Industry Groups Contest Illinois Fee Prohibition Act

Estimated read time 4 min read

On August 15, 2024, a significant legal challenge was initiated by the Illinois Bankers Association, American Bankers Association, America’s Credit Unions, and Illinois Credit Union League. They filed a complaint for declaratory and injunctive relief against the Illinois Attorney General challenging the enactment of the Interchange Fee Prohibition Act (IFPA). This legislation is viewed by many in the financial industry as a disruptive force that could bring about operational havoc.

Legislative Background

The controversial Illinois Interchange Fee Prohibition Act (IFPA), signed into law by Governor J.B. Pritzker on June 7, 2024, is set to take effect on July 1, 2025. The act specifically prohibits the collection of debit and credit card interchange fees on transactions that include taxes and gratuities under certain conditions.

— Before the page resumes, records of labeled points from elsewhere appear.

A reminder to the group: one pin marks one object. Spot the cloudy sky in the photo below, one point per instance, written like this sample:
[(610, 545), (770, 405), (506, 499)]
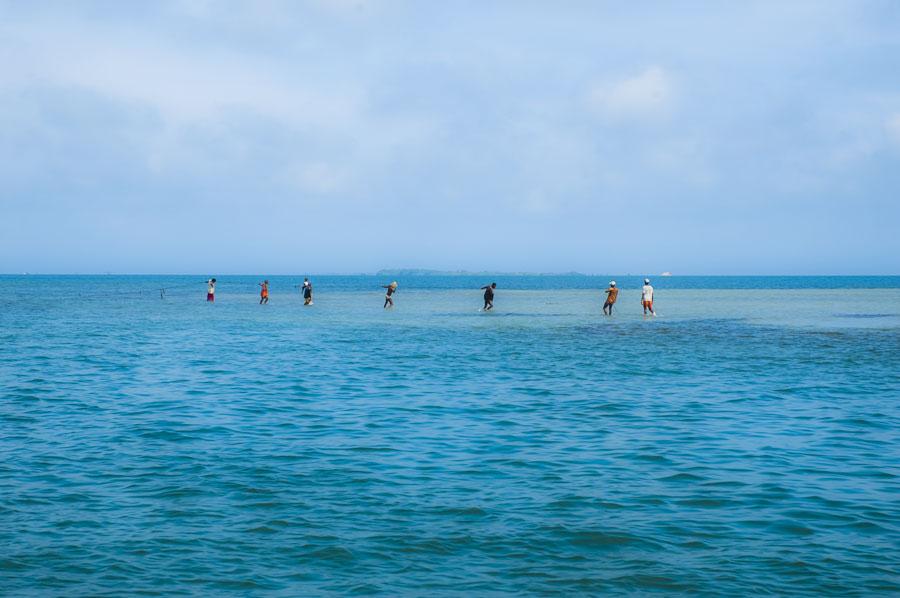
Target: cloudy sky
[(351, 135)]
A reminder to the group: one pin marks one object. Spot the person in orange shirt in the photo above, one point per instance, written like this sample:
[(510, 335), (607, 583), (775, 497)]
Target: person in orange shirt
[(612, 293)]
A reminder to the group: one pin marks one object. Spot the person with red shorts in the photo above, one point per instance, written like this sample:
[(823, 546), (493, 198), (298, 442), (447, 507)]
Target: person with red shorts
[(647, 298)]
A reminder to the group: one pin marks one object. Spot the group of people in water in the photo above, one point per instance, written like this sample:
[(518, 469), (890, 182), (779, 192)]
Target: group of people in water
[(612, 294)]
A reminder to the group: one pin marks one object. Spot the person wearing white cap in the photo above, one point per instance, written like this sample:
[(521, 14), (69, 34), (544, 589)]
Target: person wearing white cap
[(647, 297), (612, 294)]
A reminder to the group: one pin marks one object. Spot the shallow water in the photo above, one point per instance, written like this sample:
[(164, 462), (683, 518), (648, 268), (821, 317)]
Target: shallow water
[(746, 440)]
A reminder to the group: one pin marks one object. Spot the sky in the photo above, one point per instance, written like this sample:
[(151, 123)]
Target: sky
[(346, 136)]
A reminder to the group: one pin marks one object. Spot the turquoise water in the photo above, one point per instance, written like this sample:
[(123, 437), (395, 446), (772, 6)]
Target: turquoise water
[(745, 441)]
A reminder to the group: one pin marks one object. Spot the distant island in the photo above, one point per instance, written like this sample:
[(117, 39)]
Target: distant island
[(426, 272)]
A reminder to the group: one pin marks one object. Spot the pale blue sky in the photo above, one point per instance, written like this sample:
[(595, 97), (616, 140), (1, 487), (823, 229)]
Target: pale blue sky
[(352, 135)]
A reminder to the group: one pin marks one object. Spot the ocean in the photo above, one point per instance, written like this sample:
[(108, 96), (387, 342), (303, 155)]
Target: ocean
[(745, 441)]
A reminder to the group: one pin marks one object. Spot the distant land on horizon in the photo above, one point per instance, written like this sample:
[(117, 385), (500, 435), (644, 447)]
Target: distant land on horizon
[(427, 272)]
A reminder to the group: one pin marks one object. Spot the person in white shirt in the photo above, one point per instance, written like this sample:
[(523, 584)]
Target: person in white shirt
[(306, 289), (647, 297)]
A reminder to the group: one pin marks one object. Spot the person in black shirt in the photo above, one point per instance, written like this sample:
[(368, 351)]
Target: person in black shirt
[(489, 296)]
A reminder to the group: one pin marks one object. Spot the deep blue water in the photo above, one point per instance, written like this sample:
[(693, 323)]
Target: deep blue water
[(745, 441)]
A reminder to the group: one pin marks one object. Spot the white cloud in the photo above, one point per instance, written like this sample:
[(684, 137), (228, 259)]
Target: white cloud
[(319, 177), (893, 127), (645, 96)]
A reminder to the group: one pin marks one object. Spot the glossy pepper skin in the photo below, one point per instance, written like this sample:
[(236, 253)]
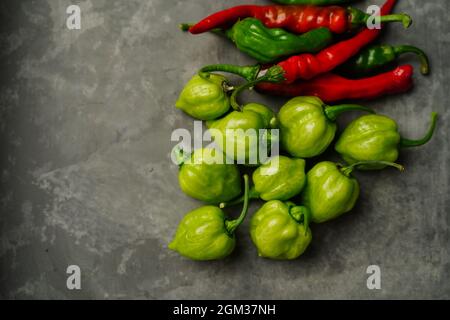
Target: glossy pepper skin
[(375, 57), (307, 66), (204, 98), (268, 45), (207, 234), (204, 180), (307, 125), (296, 18), (280, 178), (332, 88), (230, 131), (281, 230), (376, 138), (314, 2), (330, 192)]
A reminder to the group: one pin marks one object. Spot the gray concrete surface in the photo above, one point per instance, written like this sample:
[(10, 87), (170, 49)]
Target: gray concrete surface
[(86, 180)]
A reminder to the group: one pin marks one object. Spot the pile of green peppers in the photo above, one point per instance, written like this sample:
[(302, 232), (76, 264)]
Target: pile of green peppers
[(280, 229)]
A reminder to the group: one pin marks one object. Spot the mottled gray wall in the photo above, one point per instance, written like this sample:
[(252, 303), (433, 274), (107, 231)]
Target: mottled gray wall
[(85, 124)]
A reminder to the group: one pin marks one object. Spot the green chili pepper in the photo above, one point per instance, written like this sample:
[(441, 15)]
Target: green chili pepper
[(332, 191), (205, 98), (280, 178), (314, 2), (307, 125), (207, 177), (269, 45), (207, 234), (281, 230), (375, 57), (376, 138)]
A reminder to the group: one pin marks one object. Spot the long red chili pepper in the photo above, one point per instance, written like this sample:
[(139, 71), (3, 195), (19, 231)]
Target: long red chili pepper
[(298, 18), (331, 88), (308, 66)]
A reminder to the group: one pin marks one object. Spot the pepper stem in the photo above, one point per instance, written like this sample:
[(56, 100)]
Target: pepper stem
[(273, 74), (185, 26), (301, 215), (333, 112), (406, 143), (253, 194), (233, 224), (249, 73), (179, 155), (358, 17), (424, 62), (349, 169)]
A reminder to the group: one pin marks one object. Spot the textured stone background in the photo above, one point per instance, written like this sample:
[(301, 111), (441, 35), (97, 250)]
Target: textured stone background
[(85, 124)]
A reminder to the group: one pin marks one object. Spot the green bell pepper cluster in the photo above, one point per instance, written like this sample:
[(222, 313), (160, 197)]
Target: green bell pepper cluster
[(280, 229)]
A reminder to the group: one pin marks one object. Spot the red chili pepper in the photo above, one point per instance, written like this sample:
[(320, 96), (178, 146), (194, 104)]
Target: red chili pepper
[(297, 18), (308, 66), (331, 88)]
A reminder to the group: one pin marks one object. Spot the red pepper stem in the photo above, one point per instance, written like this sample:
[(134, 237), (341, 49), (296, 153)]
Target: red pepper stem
[(358, 17), (273, 74), (333, 112), (347, 171), (231, 225), (253, 195), (406, 143), (424, 62), (249, 73), (186, 26)]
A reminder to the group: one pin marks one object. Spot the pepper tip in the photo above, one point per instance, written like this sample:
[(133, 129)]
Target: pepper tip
[(407, 21)]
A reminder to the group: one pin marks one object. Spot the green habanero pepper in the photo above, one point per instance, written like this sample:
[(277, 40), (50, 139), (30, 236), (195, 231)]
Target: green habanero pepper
[(205, 176), (280, 178), (281, 230), (373, 58), (232, 132), (239, 132), (331, 190), (207, 234), (204, 97), (376, 138), (269, 45), (307, 125), (314, 2)]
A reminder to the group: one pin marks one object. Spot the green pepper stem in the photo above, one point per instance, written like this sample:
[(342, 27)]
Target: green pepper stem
[(273, 74), (233, 224), (333, 112), (253, 194), (180, 155), (358, 17), (406, 143), (424, 62), (349, 169), (185, 26), (249, 73)]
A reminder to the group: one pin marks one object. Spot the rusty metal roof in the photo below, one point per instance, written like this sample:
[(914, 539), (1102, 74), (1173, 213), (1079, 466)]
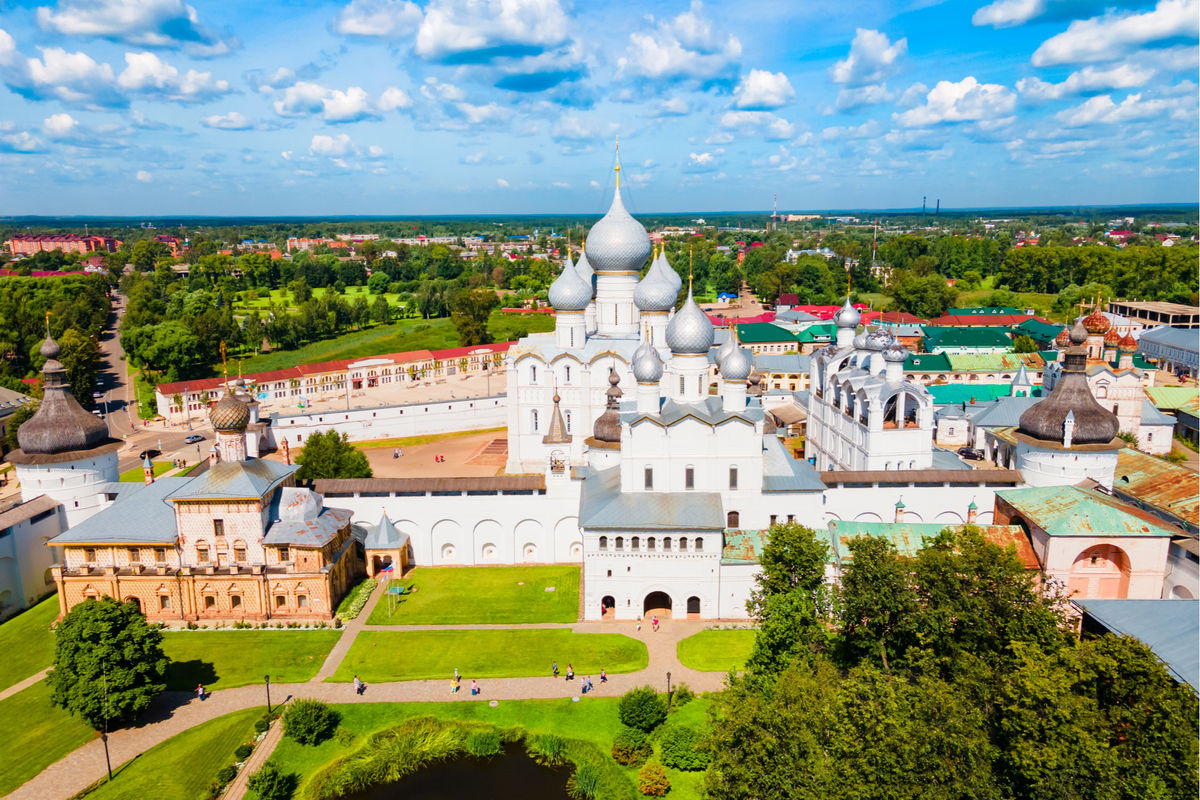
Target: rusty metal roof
[(924, 476), (910, 537), (339, 486), (1072, 511), (1155, 482)]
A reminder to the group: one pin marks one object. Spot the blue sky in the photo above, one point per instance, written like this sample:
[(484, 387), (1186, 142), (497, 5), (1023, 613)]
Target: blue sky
[(151, 107)]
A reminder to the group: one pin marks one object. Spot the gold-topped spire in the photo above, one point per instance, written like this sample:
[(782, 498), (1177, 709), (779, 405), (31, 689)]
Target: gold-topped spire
[(617, 168)]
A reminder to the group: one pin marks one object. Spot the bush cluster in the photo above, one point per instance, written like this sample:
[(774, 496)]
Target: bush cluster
[(310, 722), (653, 781), (682, 749), (630, 747), (642, 708)]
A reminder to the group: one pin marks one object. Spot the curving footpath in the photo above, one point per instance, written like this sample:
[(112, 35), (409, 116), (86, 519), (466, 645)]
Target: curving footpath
[(177, 711)]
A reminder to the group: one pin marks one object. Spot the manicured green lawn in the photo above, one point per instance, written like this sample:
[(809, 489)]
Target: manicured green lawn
[(228, 659), (136, 475), (35, 734), (593, 719), (498, 595), (28, 642), (183, 765), (717, 650), (425, 655)]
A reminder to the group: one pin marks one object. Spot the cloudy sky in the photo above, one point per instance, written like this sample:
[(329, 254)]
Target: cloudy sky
[(145, 107)]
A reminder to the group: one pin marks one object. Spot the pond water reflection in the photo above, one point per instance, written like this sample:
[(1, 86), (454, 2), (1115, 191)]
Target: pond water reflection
[(509, 776)]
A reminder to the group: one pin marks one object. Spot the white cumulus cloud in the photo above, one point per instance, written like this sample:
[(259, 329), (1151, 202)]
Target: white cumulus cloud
[(687, 47), (966, 101), (1116, 34), (377, 19), (762, 90)]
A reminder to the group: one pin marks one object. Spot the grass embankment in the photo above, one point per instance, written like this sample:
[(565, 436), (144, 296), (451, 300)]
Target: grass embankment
[(228, 659), (35, 734), (593, 720), (184, 765), (717, 650), (135, 475), (28, 642), (492, 595), (411, 441), (519, 653)]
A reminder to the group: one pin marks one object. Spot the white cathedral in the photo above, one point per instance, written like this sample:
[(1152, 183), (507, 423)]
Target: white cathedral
[(639, 449)]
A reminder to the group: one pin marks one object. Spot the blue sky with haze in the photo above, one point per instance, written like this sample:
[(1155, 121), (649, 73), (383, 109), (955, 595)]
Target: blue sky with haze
[(148, 107)]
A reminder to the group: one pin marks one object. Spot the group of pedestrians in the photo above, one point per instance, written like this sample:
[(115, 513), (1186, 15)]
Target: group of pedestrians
[(586, 684)]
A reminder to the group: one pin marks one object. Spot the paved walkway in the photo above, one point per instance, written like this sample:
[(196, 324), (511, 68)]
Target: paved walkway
[(177, 711)]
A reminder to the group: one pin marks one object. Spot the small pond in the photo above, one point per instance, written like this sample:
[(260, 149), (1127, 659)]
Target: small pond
[(509, 776)]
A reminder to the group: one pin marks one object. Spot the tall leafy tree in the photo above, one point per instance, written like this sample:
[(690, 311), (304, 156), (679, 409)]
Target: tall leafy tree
[(108, 663)]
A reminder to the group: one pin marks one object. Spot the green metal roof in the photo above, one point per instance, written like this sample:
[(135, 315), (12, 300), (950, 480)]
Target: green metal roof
[(995, 361), (1173, 397), (965, 336), (1072, 511), (763, 332)]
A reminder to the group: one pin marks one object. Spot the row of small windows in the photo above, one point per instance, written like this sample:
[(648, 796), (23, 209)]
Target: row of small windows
[(689, 477), (652, 543)]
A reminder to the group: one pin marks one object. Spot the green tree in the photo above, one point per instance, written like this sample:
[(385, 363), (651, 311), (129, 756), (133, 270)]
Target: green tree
[(331, 455), (1025, 344), (471, 310), (108, 663), (81, 358)]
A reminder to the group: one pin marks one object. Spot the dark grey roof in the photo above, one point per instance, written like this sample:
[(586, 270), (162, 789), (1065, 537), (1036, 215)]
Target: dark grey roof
[(1167, 626), (235, 479), (313, 531), (141, 515), (707, 410), (604, 506), (781, 473)]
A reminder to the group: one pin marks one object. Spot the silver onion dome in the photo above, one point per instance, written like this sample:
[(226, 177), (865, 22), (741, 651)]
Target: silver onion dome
[(647, 365), (569, 292), (895, 352), (880, 340), (618, 242), (737, 365), (586, 271), (847, 316), (654, 293), (690, 331)]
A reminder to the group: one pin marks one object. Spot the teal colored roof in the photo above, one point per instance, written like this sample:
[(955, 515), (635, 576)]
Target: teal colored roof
[(235, 480), (928, 362), (965, 336), (1072, 511), (995, 361), (983, 310), (909, 537), (763, 332), (955, 394), (1167, 626)]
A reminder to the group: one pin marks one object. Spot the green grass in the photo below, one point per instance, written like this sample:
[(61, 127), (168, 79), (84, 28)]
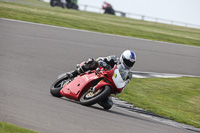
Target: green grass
[(174, 98), (9, 128), (41, 12)]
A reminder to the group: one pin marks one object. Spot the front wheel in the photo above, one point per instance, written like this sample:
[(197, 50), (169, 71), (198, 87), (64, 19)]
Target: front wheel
[(90, 97)]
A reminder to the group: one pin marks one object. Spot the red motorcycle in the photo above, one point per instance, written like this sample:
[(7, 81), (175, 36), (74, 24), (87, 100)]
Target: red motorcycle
[(91, 87)]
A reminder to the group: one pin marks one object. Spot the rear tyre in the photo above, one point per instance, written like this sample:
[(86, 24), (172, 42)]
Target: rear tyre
[(57, 86), (90, 98)]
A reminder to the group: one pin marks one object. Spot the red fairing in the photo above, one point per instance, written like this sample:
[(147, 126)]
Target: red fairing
[(73, 89), (76, 88)]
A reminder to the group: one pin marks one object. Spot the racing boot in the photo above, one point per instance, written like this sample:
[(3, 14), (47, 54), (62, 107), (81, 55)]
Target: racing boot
[(106, 103)]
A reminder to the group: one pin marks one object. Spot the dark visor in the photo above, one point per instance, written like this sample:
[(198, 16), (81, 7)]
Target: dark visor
[(128, 62)]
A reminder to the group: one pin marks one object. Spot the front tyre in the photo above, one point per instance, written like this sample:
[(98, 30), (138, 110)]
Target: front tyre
[(90, 97), (57, 86)]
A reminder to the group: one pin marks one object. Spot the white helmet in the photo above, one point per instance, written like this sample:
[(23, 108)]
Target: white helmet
[(128, 59)]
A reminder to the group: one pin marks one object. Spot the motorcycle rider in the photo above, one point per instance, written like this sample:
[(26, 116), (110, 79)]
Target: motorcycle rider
[(108, 9), (125, 63)]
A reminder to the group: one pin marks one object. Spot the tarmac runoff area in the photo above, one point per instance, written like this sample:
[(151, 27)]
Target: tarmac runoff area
[(138, 74), (129, 107)]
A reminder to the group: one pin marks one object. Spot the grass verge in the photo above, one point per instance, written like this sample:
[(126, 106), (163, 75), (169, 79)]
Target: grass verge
[(40, 12), (9, 128), (174, 98)]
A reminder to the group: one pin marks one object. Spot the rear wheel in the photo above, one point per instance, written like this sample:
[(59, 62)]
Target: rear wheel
[(57, 86), (92, 97)]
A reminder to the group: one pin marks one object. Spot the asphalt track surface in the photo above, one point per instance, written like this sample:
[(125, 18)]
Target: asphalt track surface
[(32, 56)]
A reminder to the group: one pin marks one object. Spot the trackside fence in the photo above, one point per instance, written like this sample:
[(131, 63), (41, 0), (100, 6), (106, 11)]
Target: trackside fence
[(138, 16)]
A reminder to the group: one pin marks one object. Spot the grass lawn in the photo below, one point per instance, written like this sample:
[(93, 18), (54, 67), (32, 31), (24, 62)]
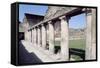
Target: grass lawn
[(79, 44), (75, 46)]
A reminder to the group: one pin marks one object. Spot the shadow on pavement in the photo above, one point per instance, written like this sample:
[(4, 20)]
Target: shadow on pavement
[(78, 52)]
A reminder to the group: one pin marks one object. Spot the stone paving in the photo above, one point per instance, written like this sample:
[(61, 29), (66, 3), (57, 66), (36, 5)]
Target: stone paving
[(42, 54)]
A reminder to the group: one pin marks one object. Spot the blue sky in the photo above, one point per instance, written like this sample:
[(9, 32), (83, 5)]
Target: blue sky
[(78, 21)]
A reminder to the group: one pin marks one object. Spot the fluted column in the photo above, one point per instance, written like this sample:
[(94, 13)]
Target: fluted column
[(64, 38), (91, 34), (51, 37), (38, 36), (43, 36)]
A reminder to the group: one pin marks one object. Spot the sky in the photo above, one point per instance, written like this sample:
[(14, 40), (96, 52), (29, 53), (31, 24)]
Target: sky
[(76, 22)]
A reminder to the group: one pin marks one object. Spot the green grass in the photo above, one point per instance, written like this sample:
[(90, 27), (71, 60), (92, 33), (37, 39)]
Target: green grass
[(80, 44)]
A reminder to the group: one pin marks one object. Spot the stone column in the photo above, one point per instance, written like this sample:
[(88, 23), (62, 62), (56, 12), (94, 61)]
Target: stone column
[(29, 35), (38, 36), (32, 35), (90, 35), (25, 35), (51, 37), (64, 39), (43, 36)]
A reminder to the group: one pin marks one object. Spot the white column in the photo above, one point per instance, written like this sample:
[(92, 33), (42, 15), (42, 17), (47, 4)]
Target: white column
[(26, 35), (90, 35), (93, 34), (32, 35), (51, 37), (29, 36), (38, 36), (64, 39), (43, 36)]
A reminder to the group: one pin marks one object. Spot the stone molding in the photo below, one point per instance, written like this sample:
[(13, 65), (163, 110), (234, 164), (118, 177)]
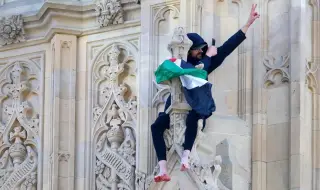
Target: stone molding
[(40, 27)]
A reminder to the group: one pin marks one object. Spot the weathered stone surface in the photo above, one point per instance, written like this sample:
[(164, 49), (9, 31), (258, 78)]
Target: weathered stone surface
[(78, 95)]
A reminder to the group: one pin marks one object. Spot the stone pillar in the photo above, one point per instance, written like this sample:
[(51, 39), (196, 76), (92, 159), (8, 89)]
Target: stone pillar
[(63, 114)]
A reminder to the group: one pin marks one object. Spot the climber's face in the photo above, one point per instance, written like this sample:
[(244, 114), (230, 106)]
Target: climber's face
[(196, 53)]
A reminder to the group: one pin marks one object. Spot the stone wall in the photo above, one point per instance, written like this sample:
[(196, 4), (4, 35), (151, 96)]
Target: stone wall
[(78, 94)]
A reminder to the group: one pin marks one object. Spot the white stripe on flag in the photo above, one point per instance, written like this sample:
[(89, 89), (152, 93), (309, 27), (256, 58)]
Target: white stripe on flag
[(189, 81)]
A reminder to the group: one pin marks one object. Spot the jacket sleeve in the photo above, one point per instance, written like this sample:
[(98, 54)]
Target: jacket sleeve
[(226, 49)]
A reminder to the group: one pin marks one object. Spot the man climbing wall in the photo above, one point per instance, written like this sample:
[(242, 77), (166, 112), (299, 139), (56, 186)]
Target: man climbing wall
[(200, 56)]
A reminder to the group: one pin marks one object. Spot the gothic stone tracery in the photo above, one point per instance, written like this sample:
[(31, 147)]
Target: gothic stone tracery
[(114, 118), (11, 30), (109, 12)]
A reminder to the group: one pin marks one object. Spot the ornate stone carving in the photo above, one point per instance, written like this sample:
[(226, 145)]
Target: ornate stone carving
[(11, 30), (276, 67), (114, 118), (109, 12), (20, 126)]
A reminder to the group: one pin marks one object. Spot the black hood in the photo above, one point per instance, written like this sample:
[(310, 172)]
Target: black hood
[(197, 41)]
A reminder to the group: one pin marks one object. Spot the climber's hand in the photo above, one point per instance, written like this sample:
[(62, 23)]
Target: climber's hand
[(200, 66), (212, 51)]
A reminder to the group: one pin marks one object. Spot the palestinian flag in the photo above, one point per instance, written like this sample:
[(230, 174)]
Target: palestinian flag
[(196, 88)]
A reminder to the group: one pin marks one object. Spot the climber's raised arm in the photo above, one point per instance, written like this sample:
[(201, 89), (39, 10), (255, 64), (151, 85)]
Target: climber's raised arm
[(231, 44)]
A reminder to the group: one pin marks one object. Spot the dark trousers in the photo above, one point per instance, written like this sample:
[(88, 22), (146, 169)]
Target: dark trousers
[(163, 122)]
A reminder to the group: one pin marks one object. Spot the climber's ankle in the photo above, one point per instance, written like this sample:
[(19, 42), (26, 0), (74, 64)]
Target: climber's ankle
[(163, 167)]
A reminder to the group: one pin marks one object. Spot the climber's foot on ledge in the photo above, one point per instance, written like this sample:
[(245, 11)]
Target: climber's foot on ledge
[(184, 167), (161, 178)]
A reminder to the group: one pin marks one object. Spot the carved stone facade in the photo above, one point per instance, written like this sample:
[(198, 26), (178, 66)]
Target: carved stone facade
[(11, 30), (78, 95), (114, 119), (20, 129)]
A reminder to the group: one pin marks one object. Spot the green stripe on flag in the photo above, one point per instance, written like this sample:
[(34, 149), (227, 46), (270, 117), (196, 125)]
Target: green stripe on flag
[(168, 70)]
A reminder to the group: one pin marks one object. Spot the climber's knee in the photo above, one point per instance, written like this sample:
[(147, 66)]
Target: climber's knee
[(161, 123)]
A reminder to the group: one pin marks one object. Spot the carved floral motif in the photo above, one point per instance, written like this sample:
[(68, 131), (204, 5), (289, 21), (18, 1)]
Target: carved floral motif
[(276, 66), (109, 12), (114, 118), (11, 30), (20, 126)]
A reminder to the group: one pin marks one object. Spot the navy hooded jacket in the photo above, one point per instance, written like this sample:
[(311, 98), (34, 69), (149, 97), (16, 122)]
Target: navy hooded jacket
[(210, 64)]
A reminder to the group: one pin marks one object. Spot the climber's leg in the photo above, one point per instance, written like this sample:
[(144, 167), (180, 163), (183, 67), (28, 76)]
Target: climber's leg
[(190, 136), (157, 129)]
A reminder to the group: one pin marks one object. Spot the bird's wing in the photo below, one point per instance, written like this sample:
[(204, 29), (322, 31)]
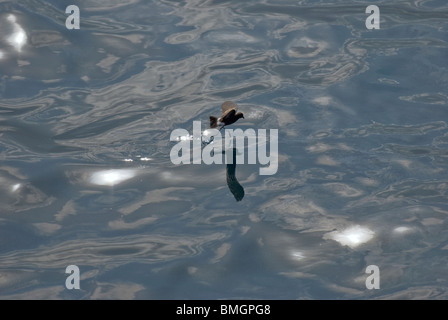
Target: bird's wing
[(228, 105), (227, 115)]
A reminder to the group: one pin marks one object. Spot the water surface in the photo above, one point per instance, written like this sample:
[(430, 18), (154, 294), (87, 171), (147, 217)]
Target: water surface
[(86, 177)]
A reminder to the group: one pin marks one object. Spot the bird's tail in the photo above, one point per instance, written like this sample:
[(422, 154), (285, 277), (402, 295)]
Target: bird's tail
[(213, 122)]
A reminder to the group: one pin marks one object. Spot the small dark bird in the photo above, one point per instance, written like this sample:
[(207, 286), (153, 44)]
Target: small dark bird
[(229, 115)]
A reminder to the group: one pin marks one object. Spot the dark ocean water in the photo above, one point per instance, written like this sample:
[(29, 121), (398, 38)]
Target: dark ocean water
[(86, 177)]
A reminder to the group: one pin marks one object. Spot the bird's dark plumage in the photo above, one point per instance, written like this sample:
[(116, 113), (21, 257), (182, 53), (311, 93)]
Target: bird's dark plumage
[(229, 115)]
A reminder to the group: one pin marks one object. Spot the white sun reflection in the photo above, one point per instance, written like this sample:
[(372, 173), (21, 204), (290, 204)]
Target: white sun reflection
[(112, 177), (352, 236)]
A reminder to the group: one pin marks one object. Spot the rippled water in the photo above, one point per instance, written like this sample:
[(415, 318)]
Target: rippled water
[(86, 176)]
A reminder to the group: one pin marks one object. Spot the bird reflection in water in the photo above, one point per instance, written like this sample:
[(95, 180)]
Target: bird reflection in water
[(234, 186), (229, 116)]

Here are the key aspects of this law:

Firstly, merchants are required to notify the acquiring banks of the tax and gratuity amounts, either at the time of transaction authorization or during settlement. Additionally, all entities, except for the merchant, are prohibited from using transaction data for any purpose other than facilitating or processing the transaction, or as legally required. Furthermore, violations of these provisions result in a civil penalty of $1,000 per transaction. Consequently, banks must refund any interchange fees collected on these portions of transactions.

Economic and Operational Implications

Randy Hultgren, President and CEO of the Illinois Bankers Association, warned of the economic repercussions. “Left unchecked, the IFPA will wreak havoc at the register every time people use their credit or debit card in Illinois, creating confusion for consumers and higher costs for small businesses and banks in our state,” he explained. He emphasized that the law would not only cause confusion but also increase operational costs, impacting consumer satisfaction and complicating business operations.

Additionally, the complexity and expense of implementing these changes are substantial. For instance, one member of the plaintiffs’ group anticipates needing to invest upwards of $10 million to comply with the new requirements. These figures underscore the significant financial burden and operational complexity anticipated because of the IFPA.

Legal Arguments Against the IFPA

The plaintiffs present several key legal challenges against the IFPA:

  • Preemption by National Bank Act (NBA): The IFPA is argued to interfere significantly with the powers of national banks, thus being preempted by the NBA.
  • Home Owners’ Loan Act (HOLA) Challenges: Similar to the NBA, the IFPA is claimed to interfere with the powers granted to federal savings associations under HOLA.
  • Conflict with Federal Credit Union Act (FCUA): The act is said to conflict with the FCUA, which preempts state laws that limit the powers of federal credit unions.
  • Violations of the Durbin Amendment to the Electronic Fund Transfer Act: The IFPA conflicts with federal regulations concerning interchange transaction fees, which do not exclude taxes and gratuities from the transaction amount.

Broader Impact and Industry Response

The filing of this lawsuit by such prominent associations underscores a collective industry response. It aims at defending not only the financial ecosystem but also the rights of consumers and small businesses. The plaintiffs argue that without injunctive relief, the IFPA will impose significant, irrecoverable costs and operational chaos across the state’s financial systems. This legal action seeks to ensure that the financial operations continue to function smoothly without the disruption proposed by the IFPA.

Furthermore, this case might set a precedent for how interchange fees are regulated, not just in Illinois but across the entire United States. As such, the outcome of this lawsuit holds substantial implications for national economic policies concerning financial transaction regulations.

Conclusion

This legal challenge to the IFPA underscores a pivotal clash between state legislation and national financial regulation. As the banking and credit union groups stand united against the IFPA, the industry at large remains vigilant. Additionally, the potential impacts of this legislation extend beyond mere compliance costs. They threaten the stability and efficiency of financial transactions nationwide. Therefore, the court’s decisions in the coming months are eagerly anticipated because they will determine the operational landscape for countless financial institutions.